We’ve also been creative and made a lot of our own “lessons” as the stuff from school only really occupies the mornings (after cajoling them to do Joe of course). So they have “learnt” to spray and wipe the table (personal cleanliness), sort the washing out into their own clothes and then match up pjs and socks etc (pattern recognition and self-reliance), bake bread/flapjacks/cupcakes/Easter nests etc (English/maths and science all covered and you get to eat the results) and all being recorded and posted on tapestry as examples of learning. We’ve also played a lot of snakes and ladders (probability), learnt how to play drafts (tactics), marvelled at how long you can “pop” the dice in Frustration and not get a 6 for a whole game (gamesmanship) and decimated our stack of shopping list/pigs in pants/magic maths and any other board games that come to hand. During all of this I’ve realised that my kids only really have a 30-minute attention span for anything, so I am breaking up the day like that, with exercise, learning, craft and free play sections. It seems to work most of the time and they seem happy, and not shouting at each other - or me at them.
Now I’m incredibly lucky (?!) to have been made redundant a few weeks ago, right before school holidays as I can now fully concentrate on the kids, and I now don’t have the incredibly difficult task of having to work and home-school my minions at the same time. Hubby is a one-man IT band at his place, so can’t step away very easily, but is helping out where he can. I honestly take my hat off to any dual working couples with children right now, you should be proud of whatever you are achieving. Please try to remember we are not WFH, we are at home during a global crisis, attempting to work remotely, whilst looking after our small people.
Generally, I’ve had to rebaseline my expectations - a good day in our house is that we are all fed, watered, in bed at a reasonable time, have achieved one thing off our to do or learning list and we haven’t had too many tantrums (adults included).
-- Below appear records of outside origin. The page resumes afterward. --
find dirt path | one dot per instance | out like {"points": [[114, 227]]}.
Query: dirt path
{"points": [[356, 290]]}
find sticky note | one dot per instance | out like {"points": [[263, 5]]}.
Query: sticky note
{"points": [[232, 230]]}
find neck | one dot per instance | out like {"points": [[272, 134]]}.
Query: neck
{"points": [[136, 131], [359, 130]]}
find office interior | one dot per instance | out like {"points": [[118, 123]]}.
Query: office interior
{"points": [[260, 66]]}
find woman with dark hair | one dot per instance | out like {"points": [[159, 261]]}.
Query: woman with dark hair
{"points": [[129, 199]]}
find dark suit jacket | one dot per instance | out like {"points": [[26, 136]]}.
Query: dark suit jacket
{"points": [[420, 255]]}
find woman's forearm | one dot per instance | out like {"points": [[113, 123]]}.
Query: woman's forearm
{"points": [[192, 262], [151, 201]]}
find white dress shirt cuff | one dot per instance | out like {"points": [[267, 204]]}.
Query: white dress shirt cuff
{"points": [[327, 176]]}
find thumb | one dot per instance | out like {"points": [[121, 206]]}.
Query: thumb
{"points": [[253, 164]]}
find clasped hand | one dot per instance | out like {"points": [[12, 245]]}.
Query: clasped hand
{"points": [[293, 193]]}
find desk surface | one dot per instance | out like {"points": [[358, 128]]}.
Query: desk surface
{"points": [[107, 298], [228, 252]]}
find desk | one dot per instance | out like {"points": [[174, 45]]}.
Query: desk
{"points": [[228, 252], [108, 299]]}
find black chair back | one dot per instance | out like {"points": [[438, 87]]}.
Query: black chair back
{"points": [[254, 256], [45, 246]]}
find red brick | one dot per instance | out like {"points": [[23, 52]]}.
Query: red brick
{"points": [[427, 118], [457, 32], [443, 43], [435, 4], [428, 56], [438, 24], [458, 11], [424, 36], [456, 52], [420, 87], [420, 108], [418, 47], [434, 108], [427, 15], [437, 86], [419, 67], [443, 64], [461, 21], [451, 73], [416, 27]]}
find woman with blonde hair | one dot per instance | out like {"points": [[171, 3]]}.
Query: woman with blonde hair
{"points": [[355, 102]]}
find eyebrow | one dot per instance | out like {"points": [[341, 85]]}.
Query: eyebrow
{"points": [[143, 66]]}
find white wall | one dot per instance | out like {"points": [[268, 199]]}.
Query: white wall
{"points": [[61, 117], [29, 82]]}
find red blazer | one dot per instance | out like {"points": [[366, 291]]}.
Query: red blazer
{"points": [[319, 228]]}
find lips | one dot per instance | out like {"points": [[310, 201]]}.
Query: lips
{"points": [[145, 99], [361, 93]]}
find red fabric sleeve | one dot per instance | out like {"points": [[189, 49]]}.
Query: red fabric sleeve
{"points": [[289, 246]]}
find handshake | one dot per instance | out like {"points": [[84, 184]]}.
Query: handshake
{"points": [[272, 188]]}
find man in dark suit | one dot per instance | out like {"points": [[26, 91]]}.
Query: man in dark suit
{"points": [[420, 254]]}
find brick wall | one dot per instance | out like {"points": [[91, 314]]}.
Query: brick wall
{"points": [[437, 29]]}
It’s a marathon not a sprint and we all need to pace ourselves and forgive ourselves for all the things we do in the name of sanity, be that too much TV, wine too early in the day, or the constant raiding of the fridge or biscuit tin.
Taking an exercise walk with my kids and seeing the rainbows in the windows or driveways made me think of the song “Somewhere Over The Rainbow” and think this time won’t last forever, so let’s embrace it and build some happy memories for our kids whilst they have this unconventional time with us.
Addy normally works in Risk & Compliance in the city, has a 5-year-old trainee F1 driver, a 3-year-old aspiring space doctor, a lovely hands on husband and two mad rescue cats.